I want to Union multiple datasets in Palantir Foundry, the name of the datasets are dynamic so I would not be able to give the dataset names in transform_df() statically.我想在 Palantir Foundry 中合并多个数据集,数据集的名称是动态的,因此我无法在transform_df()中静态地给出数据集名称。 Is there a way I can dynamically take multiple inputs into transform_df and union all of those dataframes?有没有一种方法可以动态地将多个输入输入到transform_df并合并所有这些数据帧?

I tried looping over the datasets like:我尝试遍历数据集,例如:

li = ['dataset1_path', 'dataset2_path']

union_df = None
for p in li:
  @transforms_df(
    my_input = Input(p), 
    Output(p+"_output")
  )
  def my_compute_function(my_input):
    return my_input

  if union_df is None:
    union_df = my_compute_function
  else:
    union_df = union_df.union(my_compute_function)

But, this doesn't generate the unioned output.但是,这不会生成联合 output。

This should be able to work for you with some changes, this is an example of dynamic dataset with json files, your situation would maybe be only a little different.这应该能够对您进行一些更改,这是一个带有 json 文件的动态数据集示例,您的情况可能只会略有不同。 Here is a generalized way you could be doing dynamic json input datasets that should be adaptable to any type of dynamic input file type or internal to foundry dataset that you can specify.这是一种通用方法,您可以执行动态 json 输入数据集,该输入数据集应该适用于您可以指定的任何类型的动态输入文件类型或铸造数据集的内部。 This generic example is working on a set of json files uploaded to a dataset node in the platform.这个通用示例正在处理上传到平台中数据集节点的一组 json 文件。 This should be fully dynamic.这应该是完全动态的。 Doing a union after this should be a simple matter.在这之后做一个工会应该是一件简单的事情。
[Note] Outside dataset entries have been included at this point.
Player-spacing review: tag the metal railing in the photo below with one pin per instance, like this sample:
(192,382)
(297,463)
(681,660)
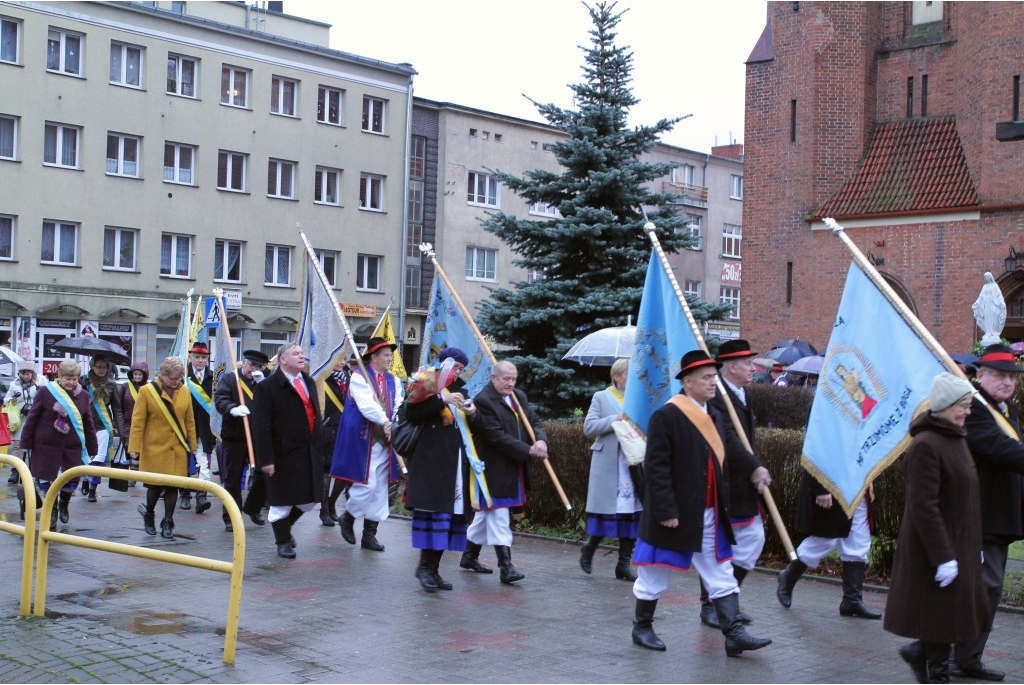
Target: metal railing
(233,567)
There's some bonus logging going on here as well.这里也有一些奖金记录。

Hope this helps希望这可以帮助

from transforms.api import Input, Output, transform
from pyspark.sql import functions as F
import json
import logging


def transform_generator():
    transforms = []
    transf_dict = {## enter your dynamic mappings here ##}

    for value in transf_dict:
        @transform(
            out=Output(' path to your output here '.format(val=value)),
            inpt=Input(" path to input here ".format(val=value)),
        )
        def update_set(ctx, inpt, out):
            spark = ctx.spark_session
            sc = spark.sparkContext

            filesystem = list(inpt.filesystem().ls())
            file_dates = []
            for files in filesystem:
                with inpt.filesystem().open(files.path) as fi:
                    data = json.load(fi)
                file_dates.append(data)

            logging.info('info logs:')
            logging.info(file_dates)
            json_object = json.dumps(file_dates)
            df_2 = spark.read.option("multiline", "true").json(sc.parallelize([json_object]))
            df_2 = df_2.withColumn('upload_date', F.current_date())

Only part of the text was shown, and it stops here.